Nova Yorque, 25 de Abril de 2016

Em todo o mundo, os novos casos de malária diminuiram 18% desde 2000.     

Em África, onde a gravidade da malária é maior, a taxa de mortalidade caiu em dois terços.

Entre 2000 e 2015, um número estimado de seis milhões de mortes por malária foram evitadas, em parte graças aos esforços relacionados com os Objectivos de Desenvolvimento do Milénio.

O aumento do financiamento mundial para a malária tem apresentado resultados impressionantes. Mais de metade das pessoas da África estão agora protegidos por mosquiteiros, relativamente menos de 2 por cento verificados em 2000.

O desenvolvimento e distribuição de testes de diagnóstico rápido permite que se detectem os casos e se adoptem medidas rapidamente para prevenir uma maior propagação da doença.

Estes avanços, combinados com o uso de desinfestação domiciliar e um tratamento com medicamentos eficazes, contribuiram para evitar centenas de milhões de casos de malária.

Investimento na prevenção e tratamento da malária é uma das formas mais rentáveis ​​para gastar os recursos. A Organização Mundial da Saúde estima que os esforços da luta contra a malária poupou cerca de 900 milhões em gastos de saúde desde 2001, para além das contribuições económicas das pessoas que de outra forma seriam doentes.

Hoje, no Dia Mundial da Malária, devemos celebrar essas notáveis realizações na batalha contra um dos maiores assassinos do mundo.

Mas, infelizmente, ainda estamos longe de eliminar a malária. No ano passado, 214 milhões de novos casos de malária foram identificados e mais de 400 000 mortes por esta doença. Cerca de 9 em cada 10 casos estavam na África.

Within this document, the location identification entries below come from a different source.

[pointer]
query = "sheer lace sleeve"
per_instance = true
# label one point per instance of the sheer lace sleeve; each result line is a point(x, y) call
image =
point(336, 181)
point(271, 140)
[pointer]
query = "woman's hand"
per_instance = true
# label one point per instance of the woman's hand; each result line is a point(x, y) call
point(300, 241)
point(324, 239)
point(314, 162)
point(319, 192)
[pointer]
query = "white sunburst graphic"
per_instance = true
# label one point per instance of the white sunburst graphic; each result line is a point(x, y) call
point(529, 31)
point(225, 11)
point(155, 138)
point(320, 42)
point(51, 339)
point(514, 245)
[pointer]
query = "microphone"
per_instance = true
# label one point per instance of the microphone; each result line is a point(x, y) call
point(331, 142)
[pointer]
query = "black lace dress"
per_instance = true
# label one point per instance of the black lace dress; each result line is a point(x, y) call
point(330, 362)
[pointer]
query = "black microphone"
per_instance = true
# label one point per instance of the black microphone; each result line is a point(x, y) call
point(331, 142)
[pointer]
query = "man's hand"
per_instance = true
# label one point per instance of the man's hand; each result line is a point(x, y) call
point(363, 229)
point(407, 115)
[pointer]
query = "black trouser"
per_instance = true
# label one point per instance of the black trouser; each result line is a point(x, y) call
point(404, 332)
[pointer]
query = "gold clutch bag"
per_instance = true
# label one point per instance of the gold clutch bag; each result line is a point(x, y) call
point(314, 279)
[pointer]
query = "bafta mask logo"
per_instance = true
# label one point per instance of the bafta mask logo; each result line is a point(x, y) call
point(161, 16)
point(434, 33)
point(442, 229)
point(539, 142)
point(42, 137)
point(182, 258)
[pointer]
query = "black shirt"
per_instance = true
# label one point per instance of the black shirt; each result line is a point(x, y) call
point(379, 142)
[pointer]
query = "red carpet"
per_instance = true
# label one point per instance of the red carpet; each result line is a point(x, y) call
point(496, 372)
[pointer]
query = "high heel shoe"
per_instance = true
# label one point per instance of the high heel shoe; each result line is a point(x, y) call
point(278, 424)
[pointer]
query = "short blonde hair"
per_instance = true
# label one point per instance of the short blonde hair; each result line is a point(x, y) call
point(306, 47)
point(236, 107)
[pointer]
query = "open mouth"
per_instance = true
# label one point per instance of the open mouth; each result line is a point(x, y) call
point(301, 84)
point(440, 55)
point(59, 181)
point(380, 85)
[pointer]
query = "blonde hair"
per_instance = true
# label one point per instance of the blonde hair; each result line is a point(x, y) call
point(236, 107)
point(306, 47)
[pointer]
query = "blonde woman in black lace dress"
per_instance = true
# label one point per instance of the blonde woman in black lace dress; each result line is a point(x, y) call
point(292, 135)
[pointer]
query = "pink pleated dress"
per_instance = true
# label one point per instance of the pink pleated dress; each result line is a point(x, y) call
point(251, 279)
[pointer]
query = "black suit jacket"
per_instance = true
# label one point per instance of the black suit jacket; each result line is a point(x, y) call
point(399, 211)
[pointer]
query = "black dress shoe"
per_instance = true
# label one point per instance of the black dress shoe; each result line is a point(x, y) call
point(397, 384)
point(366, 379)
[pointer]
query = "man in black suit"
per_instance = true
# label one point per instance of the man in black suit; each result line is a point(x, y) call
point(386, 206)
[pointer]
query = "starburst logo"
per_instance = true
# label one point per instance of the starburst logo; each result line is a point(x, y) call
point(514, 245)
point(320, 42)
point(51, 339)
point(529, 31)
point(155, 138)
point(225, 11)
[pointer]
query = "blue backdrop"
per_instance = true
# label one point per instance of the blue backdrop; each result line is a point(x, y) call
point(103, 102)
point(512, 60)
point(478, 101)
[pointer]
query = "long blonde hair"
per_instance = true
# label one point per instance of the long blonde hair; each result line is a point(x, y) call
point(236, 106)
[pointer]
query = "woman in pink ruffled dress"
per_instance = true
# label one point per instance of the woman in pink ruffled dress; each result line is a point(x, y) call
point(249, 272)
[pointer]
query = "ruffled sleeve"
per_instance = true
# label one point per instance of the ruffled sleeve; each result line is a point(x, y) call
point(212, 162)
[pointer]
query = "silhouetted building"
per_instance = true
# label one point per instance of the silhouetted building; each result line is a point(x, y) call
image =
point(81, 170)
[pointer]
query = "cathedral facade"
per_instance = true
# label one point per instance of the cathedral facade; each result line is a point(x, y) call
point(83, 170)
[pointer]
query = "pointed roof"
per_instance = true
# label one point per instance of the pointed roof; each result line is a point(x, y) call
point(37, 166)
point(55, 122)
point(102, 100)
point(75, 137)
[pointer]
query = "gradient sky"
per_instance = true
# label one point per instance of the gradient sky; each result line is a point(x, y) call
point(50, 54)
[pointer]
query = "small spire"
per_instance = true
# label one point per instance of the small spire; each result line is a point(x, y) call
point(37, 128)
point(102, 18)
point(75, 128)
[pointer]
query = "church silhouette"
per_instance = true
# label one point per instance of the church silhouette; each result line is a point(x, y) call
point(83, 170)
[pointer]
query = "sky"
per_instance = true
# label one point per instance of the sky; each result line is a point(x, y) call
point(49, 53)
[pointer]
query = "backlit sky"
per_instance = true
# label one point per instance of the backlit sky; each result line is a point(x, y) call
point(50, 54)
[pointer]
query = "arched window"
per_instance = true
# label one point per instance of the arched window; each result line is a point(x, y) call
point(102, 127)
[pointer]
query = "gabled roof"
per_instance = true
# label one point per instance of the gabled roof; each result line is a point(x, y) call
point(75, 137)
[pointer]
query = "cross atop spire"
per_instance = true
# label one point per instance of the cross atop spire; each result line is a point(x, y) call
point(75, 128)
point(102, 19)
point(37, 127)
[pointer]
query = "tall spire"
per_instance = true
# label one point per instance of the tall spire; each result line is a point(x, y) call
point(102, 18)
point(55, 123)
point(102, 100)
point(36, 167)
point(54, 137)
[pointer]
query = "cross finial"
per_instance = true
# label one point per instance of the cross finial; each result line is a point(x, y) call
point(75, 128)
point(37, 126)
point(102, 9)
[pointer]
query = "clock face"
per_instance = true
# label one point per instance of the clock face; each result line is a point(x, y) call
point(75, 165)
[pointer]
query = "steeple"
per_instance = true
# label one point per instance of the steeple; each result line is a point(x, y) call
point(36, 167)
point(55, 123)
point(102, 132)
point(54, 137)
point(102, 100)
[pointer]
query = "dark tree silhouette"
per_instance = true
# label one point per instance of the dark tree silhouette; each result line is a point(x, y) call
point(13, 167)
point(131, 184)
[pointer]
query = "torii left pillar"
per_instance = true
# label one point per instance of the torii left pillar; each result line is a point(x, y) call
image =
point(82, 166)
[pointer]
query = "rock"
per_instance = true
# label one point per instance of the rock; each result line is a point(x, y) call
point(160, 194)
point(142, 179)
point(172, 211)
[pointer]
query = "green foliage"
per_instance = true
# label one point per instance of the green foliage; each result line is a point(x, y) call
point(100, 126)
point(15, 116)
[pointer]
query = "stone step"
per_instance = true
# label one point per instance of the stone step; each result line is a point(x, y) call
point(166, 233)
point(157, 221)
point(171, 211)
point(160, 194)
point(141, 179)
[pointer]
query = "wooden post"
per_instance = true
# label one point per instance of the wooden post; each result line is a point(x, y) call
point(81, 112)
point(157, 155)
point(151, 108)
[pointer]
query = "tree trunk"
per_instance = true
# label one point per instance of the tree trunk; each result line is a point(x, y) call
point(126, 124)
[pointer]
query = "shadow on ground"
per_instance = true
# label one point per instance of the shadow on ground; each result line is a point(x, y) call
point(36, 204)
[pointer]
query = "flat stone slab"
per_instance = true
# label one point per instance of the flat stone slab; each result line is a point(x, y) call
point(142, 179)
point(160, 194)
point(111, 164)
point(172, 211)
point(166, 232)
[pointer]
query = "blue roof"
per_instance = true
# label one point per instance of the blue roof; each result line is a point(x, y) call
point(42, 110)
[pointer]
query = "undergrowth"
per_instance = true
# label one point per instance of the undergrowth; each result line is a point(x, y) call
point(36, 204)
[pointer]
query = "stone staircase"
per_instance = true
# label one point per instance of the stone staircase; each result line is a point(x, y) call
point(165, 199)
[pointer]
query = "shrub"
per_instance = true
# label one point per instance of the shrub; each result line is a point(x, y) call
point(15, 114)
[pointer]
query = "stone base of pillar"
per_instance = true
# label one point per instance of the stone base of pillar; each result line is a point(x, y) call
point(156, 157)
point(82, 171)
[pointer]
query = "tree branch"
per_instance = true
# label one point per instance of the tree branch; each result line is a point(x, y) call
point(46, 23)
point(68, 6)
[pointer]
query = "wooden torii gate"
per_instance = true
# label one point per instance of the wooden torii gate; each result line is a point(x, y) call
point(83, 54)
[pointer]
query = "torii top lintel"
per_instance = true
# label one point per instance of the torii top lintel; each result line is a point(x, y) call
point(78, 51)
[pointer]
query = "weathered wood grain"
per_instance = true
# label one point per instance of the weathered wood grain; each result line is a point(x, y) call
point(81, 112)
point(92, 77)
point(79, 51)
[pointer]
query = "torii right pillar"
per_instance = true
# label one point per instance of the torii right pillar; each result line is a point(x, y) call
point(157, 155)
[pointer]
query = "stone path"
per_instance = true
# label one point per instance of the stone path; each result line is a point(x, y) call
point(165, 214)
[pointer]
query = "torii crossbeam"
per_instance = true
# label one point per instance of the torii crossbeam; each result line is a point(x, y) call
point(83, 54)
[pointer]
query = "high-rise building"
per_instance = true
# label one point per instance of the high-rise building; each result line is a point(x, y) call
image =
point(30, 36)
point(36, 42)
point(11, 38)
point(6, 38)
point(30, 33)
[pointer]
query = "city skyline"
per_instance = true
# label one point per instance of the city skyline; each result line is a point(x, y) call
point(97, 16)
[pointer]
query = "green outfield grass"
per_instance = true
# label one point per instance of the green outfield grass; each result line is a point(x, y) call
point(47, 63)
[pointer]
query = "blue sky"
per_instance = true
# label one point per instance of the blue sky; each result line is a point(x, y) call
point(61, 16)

A malária é um adversário terrível, por isso não há nenhuma garantia de que o progresso vai continuar. Se baixarmos a guarda, a experiência mostra que a doença pode voltar. Os mosquitos desenvolvem resistência aos insecticidas e os parasitas da malária podem se tornar resistentes aos medicamentos.

Felicto a Assembleia Mundial da Saúde pela definição de objectivos ambiciosos para 2030: reduzir os casos de malária e da sua taxa de mortalidade em pelo menos 90 por cento; e eliminar a malária em pelo menos 35 países.

O alcance  dessas metas exigirá significativamente um maior investimento no combate à malária. Contudo, será necessário algo mais do que o dinheiro, nomeadamente a vontade e liderança política.

No Dia Mundial da Malária, em que celebramos os nossos progressos na luta contra esta doença, causadora de numerosas mortes desde há muito tempo, exorto todos os envolvidos para que redobremos os nossos esforços para alcançar as metas da luta contra a malária para 2030.